Neela Vaswani (F/CNF/WC4YA) spent the spring working on a number of visiting-writer teaching gigs from Ethical Culture Fieldston School in NYC to Berea College in Kentucky. Via Zoom, she has been leading BIPOC affinity group meditation classes and visiting middle schools and high schools in the Midwest, California, and Texas. She recently narrated the audio book My Blue Skin Lover by Monona Wali. She is currently working on a few picture books, a novel, and a personal essay.
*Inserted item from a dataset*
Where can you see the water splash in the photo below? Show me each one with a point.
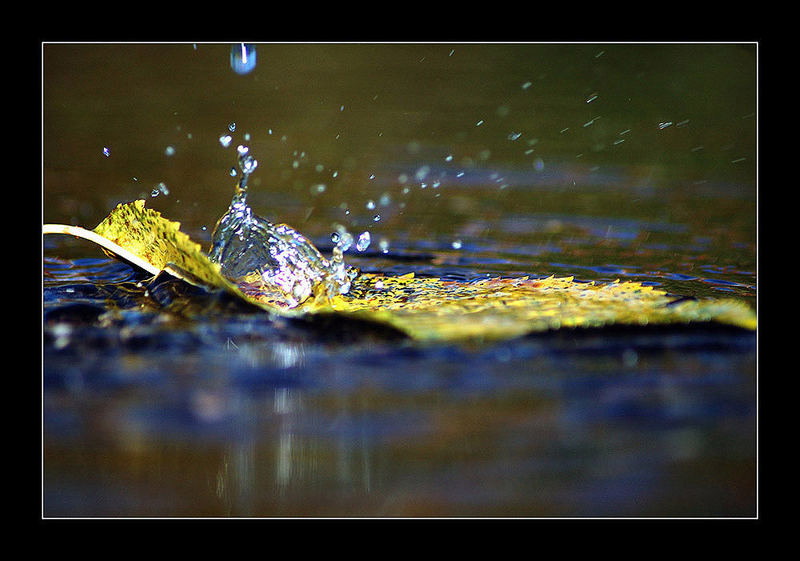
(243, 58)
(273, 260)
Katy Yocom, Associate Director (F ’03), contributed an essay on writerly friendships to “How We Spend Our Days,” a blog by Cynthia Newberry Martin, author of Love Like This and other novels. The post goes live on July 1.












Sam Zalutsky (SW) is excited to be developing a new horror script, Colonial Dreams, or Sueños Coloniales, set at a “haunted hacienda,” in Merida, Yucatan, Mexico. For the third year in a row, he will be teaching the class Storytelling Strategies to first-year film students at NYU Tisch School of the Arts.